Racism and Health
The American Academy of Pediatrics calls racism a “socially transmitted disease” that is passed down through generations. Racism is when society creates and maintains a system that results in structured opportunities. This structured system assigns value based on an interpretation that society created about how one looks, their race. This structure based system causes an unfair disadvantage to the non-dominant population. This disadvantage can be to an individual or to a community. Racist systems also unfairly give other individuals or communities an advantage. Society is weakened by racism. Why do we worry about racism in relation to our children? Children experience and witness racism and it negatively and severely affects their health and development.
Children and Racism
Children can experience racism in many ways. Some ways are what we call explicit. This includes being called racial slurs, being treated like a racial stereotype, or being disrespected. Explicit racism also includes threatening behavior, physical abuse, or attacks. The children may be victims of racism or may witness their parents or sibling experiences the same.
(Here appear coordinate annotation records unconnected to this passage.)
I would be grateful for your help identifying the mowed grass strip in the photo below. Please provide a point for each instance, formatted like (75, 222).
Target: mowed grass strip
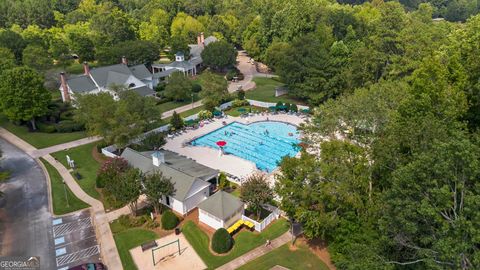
(128, 239)
(297, 258)
(59, 198)
(39, 139)
(85, 164)
(244, 241)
There are also implicit ways a child can experience racism. Implicit racism includes where a child lives, their education, economic means (meaning what they have), legal means (how their rights are executed), health care access and health outcomes.
Children affected by racism face barriers to equal opportunity and services including safe and healthy living conditions. BIPOC (Black, Indigenous, and People of Color) children have less access to safe housing. They are exposed to higher rates of unhealthy air and toxins.
Children affected by racism also have less access to nutritious foods with many BIPOC communities considered food deserts (also called food apartheid). Food deserts are areas that have limited access to affordable and nutritious food such as fruits and vegetables. BIPOC communities are less likely than low-income white communities to have access to grocery stores and are more likely to rely on small stores, like a convenience store, for food. These stores tend to have fewer produce and meat options that grocery stores. And in locations that do have a grocery store, they are often classified as food mirages. This means that even though food is available, it is not affordable to the local community, again forcing them to buy food in smaller retail stores or rely on fast food.
Racism results economic disparities for BIPOC families. They are at higher risk of parental unemployment and lower household net wealth. These barriers compound on themselves, making it harder to access services and opportunities, and as above, less access to good housing, good nutrition. It also reduces access to good educational services.
Racism is still inherently found in the welfare system and social security system. Although improved over the years, the benefits still have elements of discrimination with rules that make it harder for BIPOC families to receive and keep services.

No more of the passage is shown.